# Using UDF functions registration

In [0]:
data = [("manoj", 23, 1000, 2000), ("sneha", 24, 2000, 1000)]
col = ["name", "age", "salary", "bonus"]

udf_df = spark.createDataFrame(data=data, schema=col)
udf_df.display()
udf_df.printSchema()

name,age,salary,bonus
manoj,23,1000,2000
sneha,24,2000,1000


root
 |-- name: string (nullable = true)
 |-- age: long (nullable = true)
 |-- salary: long (nullable = true)
 |-- bonus: long (nullable = true)



In [0]:
def total_pay(a, b):
    return a * b

from pyspark.sql.functions import udf
help(udf)

Help on function udf in module pyspark.sql.functions:

udf(f: Union[Callable[..., Any], ForwardRef('DataTypeOrString'), NoneType] = None, returnType: 'DataTypeOrString' = StringType()) -> Union[ForwardRef('UserDefinedFunctionLike'), Callable[[Callable[..., Any]], ForwardRef('UserDefinedFunctionLike')]]
    Creates a user defined function (UDF).
    
    .. versionadded:: 1.3.0
    
    .. versionchanged:: 3.4.0
        Support Spark Connect.
    
    Parameters
    ----------
    f : function
        python function if used as a standalone function
    returnType : :class:`pyspark.sql.types.DataType` or str
        the return type of the user-defined function. The value can be either a
        :class:`pyspark.sql.types.DataType` object or a DDL-formatted type string.
    
    Examples
    --------
    >>> from pyspark.sql.types import IntegerType
    >>> slen = udf(lambda s: len(s), IntegerType())
    >>> @udf
    ... def to_upper(s):
    ...     if s is not None:
    ...         retur

In [0]:
from pyspark.sql.types import IntegerType
total_payment = udf(lambda a, b:total_pay(a, b), IntegerType())

In [0]:
udf_df.withColumn("total_pay", total_payment(udf_df.salary, udf_df.bonus)).display()
# udf_df.withColumn("total_pay", total_payment(col("salary"), col("bonus"))).display()

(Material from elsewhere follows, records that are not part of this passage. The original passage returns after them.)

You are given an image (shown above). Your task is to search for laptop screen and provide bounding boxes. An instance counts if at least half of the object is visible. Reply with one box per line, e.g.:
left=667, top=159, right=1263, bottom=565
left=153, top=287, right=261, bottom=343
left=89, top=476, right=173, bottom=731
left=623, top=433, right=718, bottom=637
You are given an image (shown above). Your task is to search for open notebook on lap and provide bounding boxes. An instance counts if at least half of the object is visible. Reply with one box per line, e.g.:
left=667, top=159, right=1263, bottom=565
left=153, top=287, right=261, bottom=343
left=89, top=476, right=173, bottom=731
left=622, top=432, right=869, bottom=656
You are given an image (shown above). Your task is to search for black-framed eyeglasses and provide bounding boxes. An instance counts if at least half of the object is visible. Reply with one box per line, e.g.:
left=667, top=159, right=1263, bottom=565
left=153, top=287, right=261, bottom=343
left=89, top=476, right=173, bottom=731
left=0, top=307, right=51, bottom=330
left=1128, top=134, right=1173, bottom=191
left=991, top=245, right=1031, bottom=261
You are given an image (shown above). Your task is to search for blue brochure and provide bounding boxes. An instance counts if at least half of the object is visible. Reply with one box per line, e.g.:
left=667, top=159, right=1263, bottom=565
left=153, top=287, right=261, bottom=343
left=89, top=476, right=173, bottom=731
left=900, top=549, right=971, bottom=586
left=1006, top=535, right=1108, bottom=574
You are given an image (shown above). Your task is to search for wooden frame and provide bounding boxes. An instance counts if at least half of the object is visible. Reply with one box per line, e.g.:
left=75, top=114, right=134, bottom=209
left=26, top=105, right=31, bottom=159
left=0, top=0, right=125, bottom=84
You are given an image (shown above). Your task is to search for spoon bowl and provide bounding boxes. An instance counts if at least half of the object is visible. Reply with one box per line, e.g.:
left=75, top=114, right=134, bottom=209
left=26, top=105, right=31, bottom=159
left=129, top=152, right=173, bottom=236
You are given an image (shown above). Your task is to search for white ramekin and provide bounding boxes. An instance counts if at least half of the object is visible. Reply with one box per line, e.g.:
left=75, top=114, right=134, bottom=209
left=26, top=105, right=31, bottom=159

name,age,salary,bonus,total_pay
manoj,23,1000,2000,2000000
sneha,24,2000,1000,2000000


# Using UDF Annotion

In [0]:
# that means rather than register UDF just define annotation for that and use it
data = [("Alica", 23), ("manoj", 23), ("sneha", 24), ("anju", 25)]
col = ["name", "age"]
udf_ant_df = spark.createDataFrame(data=data, schema=col)
udf_ant_df.display()

name,age
Alica,23
manoj,23
sneha,24
anju,25


In [0]:
@udf(returnType=IntegerType())
def mul_two(x):
    return x*2

udf_ant_df.select(udf_ant_df.name, mul_two(udf_ant_df.age)).display()

name,mul_two(age)
Alica,46
manoj,46
sneha,48
anju,50


# Using UDF SQL

In [0]:
data = [("Alica", 23), ("manoj", 23), ("sneha", 24), ("anju", 25)]
col = ["name", "age"]
udf_sql_df = spark.createDataFrame(data=data, schema=col)
udf_sql_df.display()

name,age
Alica,23
manoj,23
sneha,24
anju,25


In [0]:
udf_sql_df.createOrReplaceTempView("sql_udf")

In [0]:
%sql select * from sql_udf

name,age
Alica,23
manoj,23
sneha,24
anju,25


In [0]:
def add_one(a):
    return a+1

spark.udf.register(name="plus_one_age", f=add_one, returnType=IntegerType())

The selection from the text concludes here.